Tell us about your career before publishing

My PhD research with Janet Mann at Georgetown University in Washington DC focused on how aging affects the reproduction and behavioral ecology of mammals, and I performed boat-based fieldwork with bottlenose dolphins for several years in Shark Bay, Western Australia. While I have worked with a handful of other marine mammals like humpback whales and manatees, it had always been the evolutionary puzzles, like how menopause evolved in a few mammal species but not others, and the evolution of complex social and mating systems, that really motivated me.

What do you think your research experience brings to your publishing career?

I’ve found that many of the tools I used when critically examining literature as a scientist lend themselves to how I approach manuscripts as an editor: identifying the broad aims of a paper, assessing how the paper fits in with the existing literature, noting the paper’s key findings and evaluating whether they support its main conclusions, and determining the paper’s broader implications for the field. Keeping up with trends and challenges in the field has also been an important aspect of my research experience that has helped with my work as an editor.

What’s your perception of academic research right now, in your capacity as an editor?

I’m really fascinated by interdisciplinary research and work that incorporates methods that are typically used across diverse fields in order to address a unifying question of biology. I hope that we’ll see continued, concrete efforts toward addressing racial, gender, and geographic disparities in authorship and reviewership, and that is certainly a top priority for us at Communications Biology.

What do you miss most about your academic research/pre-publishing career?

My fieldwork involved studying complex behaviors of a highly social and charismatic animal in one of the most isolated and beautiful parts of the world—so that experience is really hard to beat!
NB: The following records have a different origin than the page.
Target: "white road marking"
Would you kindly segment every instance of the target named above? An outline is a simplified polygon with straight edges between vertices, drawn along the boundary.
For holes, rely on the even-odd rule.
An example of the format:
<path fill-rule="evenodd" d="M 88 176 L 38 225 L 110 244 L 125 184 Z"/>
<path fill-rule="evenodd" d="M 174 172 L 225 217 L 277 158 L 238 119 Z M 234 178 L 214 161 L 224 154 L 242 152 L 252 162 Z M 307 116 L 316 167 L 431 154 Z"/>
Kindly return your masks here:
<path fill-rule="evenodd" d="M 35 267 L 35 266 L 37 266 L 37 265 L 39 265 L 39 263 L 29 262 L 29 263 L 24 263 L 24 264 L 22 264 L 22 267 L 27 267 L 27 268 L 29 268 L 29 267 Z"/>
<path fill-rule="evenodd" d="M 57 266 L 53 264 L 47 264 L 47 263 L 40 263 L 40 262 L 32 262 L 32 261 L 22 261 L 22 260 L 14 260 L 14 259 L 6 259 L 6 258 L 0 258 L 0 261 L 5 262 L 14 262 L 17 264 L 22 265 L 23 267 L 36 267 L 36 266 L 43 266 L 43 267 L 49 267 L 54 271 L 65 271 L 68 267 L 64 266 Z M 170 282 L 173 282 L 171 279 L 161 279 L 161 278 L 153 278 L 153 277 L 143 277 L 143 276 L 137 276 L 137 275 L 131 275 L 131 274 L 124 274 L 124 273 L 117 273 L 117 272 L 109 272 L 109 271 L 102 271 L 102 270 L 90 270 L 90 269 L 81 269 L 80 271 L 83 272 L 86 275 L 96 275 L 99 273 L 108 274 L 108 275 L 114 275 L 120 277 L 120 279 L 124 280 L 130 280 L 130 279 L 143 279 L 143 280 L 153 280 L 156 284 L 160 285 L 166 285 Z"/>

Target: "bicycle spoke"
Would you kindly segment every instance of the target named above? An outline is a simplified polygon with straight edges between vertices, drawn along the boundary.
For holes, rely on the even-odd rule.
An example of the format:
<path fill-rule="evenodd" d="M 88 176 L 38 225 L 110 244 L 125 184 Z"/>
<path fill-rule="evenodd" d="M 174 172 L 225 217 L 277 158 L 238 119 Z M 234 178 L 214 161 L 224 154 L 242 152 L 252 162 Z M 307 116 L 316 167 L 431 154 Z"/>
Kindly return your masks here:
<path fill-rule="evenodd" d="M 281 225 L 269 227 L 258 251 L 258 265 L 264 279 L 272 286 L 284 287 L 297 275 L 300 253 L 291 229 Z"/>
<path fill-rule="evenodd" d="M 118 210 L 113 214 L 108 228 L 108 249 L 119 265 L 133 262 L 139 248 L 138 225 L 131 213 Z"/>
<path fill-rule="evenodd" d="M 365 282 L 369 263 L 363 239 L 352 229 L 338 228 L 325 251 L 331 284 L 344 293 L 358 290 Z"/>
But the scenery aside, being able to observe behaviors up-close and in real time that are indicative of the broader ecological and evolutionary strategies I study back in the lab was always one of the most rewarding aspects of fieldwork for me.

What advice would you give to someone starting out in their research career?

Strike the right balance of depth and breadth in your research field – I loved delving deeply into the specific research questions that captivated me, but broadening your work to include other systems expands not only your professional network and your skillset, but also the context and perspective from which you approach a particular research question.

Caitlin is an Associate Editor for Communications Biology based in New York.